Volumes assume steady availability and do not account for illness, travel, or fatigue markers. Adjust using HRV and perceived exertion before executing the plan.
Examples
- 9.5 h/week for 12 weeks, 20% high intensity, 0.75 h high sessions, 1.5 h low sessions, 1 taper week ⇒ Weekly target 7.60 h low (5 sessions) and 1.90 h high (3 sessions), keeping an 80/20 split. One taper week at 60% yields 88.16 h low + 22.04 h high (110.20 h overall). ACWR ≈ 1.03.
- 6 h/week for 8 weeks, 15% high intensity, default session lengths, no taper ⇒ Weekly target 5.10 h low (3 sessions) and 0.90 h high (1 session). Block total 40.80 h low + 7.20 h high (48.00 h overall). ACWR ≈ 1.00.
FAQ
How should I round the session counts?
Use the displayed rounded counts as a baseline, then adjust to your actual weekly schedule.
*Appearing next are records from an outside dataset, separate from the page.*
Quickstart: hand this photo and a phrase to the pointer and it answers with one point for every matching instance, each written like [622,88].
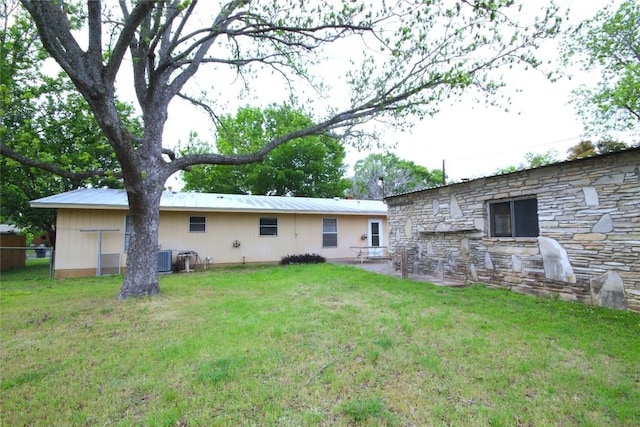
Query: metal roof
[107,198]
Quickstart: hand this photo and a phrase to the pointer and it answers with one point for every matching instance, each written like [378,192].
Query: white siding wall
[297,234]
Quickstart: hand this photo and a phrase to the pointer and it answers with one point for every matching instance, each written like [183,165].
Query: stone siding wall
[588,249]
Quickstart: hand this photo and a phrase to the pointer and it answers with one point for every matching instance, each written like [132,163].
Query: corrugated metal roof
[106,198]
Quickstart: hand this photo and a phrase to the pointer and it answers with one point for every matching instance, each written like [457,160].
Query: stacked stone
[589,221]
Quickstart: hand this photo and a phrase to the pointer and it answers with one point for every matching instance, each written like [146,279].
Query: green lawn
[308,345]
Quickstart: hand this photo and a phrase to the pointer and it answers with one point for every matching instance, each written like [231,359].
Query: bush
[302,259]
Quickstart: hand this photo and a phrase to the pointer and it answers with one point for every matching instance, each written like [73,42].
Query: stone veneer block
[608,291]
[590,196]
[454,208]
[488,262]
[604,225]
[555,260]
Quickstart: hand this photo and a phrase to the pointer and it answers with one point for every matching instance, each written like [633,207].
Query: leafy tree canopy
[532,160]
[44,119]
[380,175]
[610,43]
[588,148]
[312,166]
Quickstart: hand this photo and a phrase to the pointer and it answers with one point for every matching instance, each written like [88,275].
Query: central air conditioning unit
[165,263]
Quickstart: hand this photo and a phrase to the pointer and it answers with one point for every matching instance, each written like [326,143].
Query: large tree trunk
[141,277]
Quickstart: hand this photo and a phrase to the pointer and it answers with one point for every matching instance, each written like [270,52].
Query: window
[197,224]
[329,233]
[514,218]
[268,226]
[127,231]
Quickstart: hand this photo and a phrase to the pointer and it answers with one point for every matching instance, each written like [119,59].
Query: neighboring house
[570,229]
[208,229]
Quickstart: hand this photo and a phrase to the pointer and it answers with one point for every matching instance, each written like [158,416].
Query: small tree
[414,56]
[312,166]
[380,175]
[588,148]
[609,42]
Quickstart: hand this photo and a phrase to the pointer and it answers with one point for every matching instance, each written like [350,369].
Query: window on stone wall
[514,218]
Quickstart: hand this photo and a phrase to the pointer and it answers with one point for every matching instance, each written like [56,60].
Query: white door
[374,240]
For example, combine two shorter recovery runs into one cross-training session if needed.
Can I bias more threshold work during race prep?
Increase the high-intensity share field from 20% to 25–30% for short blocks, and reduce taper weeks to maintain overall freshness.
What if I include strength training?
Add the strength time to your weekly availability and treat lifting sessions as high intensity if they meaningfully tax recovery; otherwise, leave them in the low-intensity bucket.
Additional Information
- The polarised 80/20 framework keeps roughly 80% of training time below lactate threshold and 20% at or above it.
- Acute:Chronic workload ratio compares the planned week with the rolling average load of the block to flag spikes.
- Taper weeks apply a 40% reduction to both low- and high-intensity volume while keeping the session ratio intact.